Over a longer horizon of time, we'll need to also make sure how we take care of just like rogue actions that are done by the AI itself.

Sure. Well, good luck to you. Thank you so much for hopping on the show. We will come come back on. I I expect in the next at least in the you know the next two years probably the next year there's going to be some type of event and we're going to think we got to call Dan to break this down. But hopefully you prevent it before it ever happens. Yeah. So

it will be it will be my pleasure both to prevent it but also to come back on the show.

Thank you so much.

Let's do it.

Cheers.

Byebye.

Jensen Wong is a huge Nano Banana fan. Love to see that. And Sar Pachai quote posts him and says, "Mine, too. I uh it made his day." They're both very happy. Also, Joe Gibbia is uh is shouting out Breathe Realm.

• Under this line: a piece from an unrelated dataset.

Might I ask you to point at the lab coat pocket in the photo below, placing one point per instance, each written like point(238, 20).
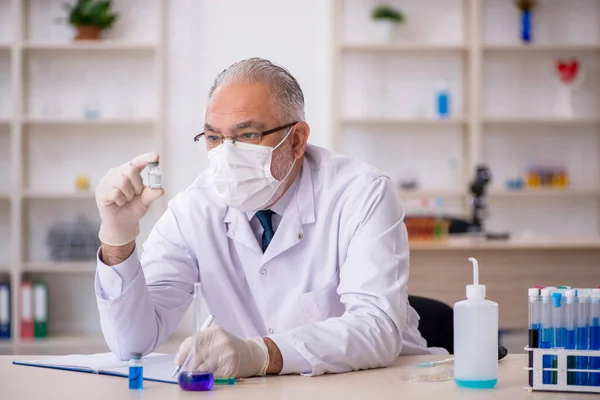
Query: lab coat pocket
point(322, 304)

I threw this in here. Uh new air freshener company. The team when we moved into the studio bought a bunch of air fresheners. They said, "Throw those away." They release a bunch of, you know, toxic chemicals in air that you then breathe that then go throughout your body. Uh Sarah uh my wife actually invested in this company

years ago. So it took a while to get out to launch. Uh but cool to see

the new standard of air care. Go check it out. Saffron Citrus and Verbina Santal.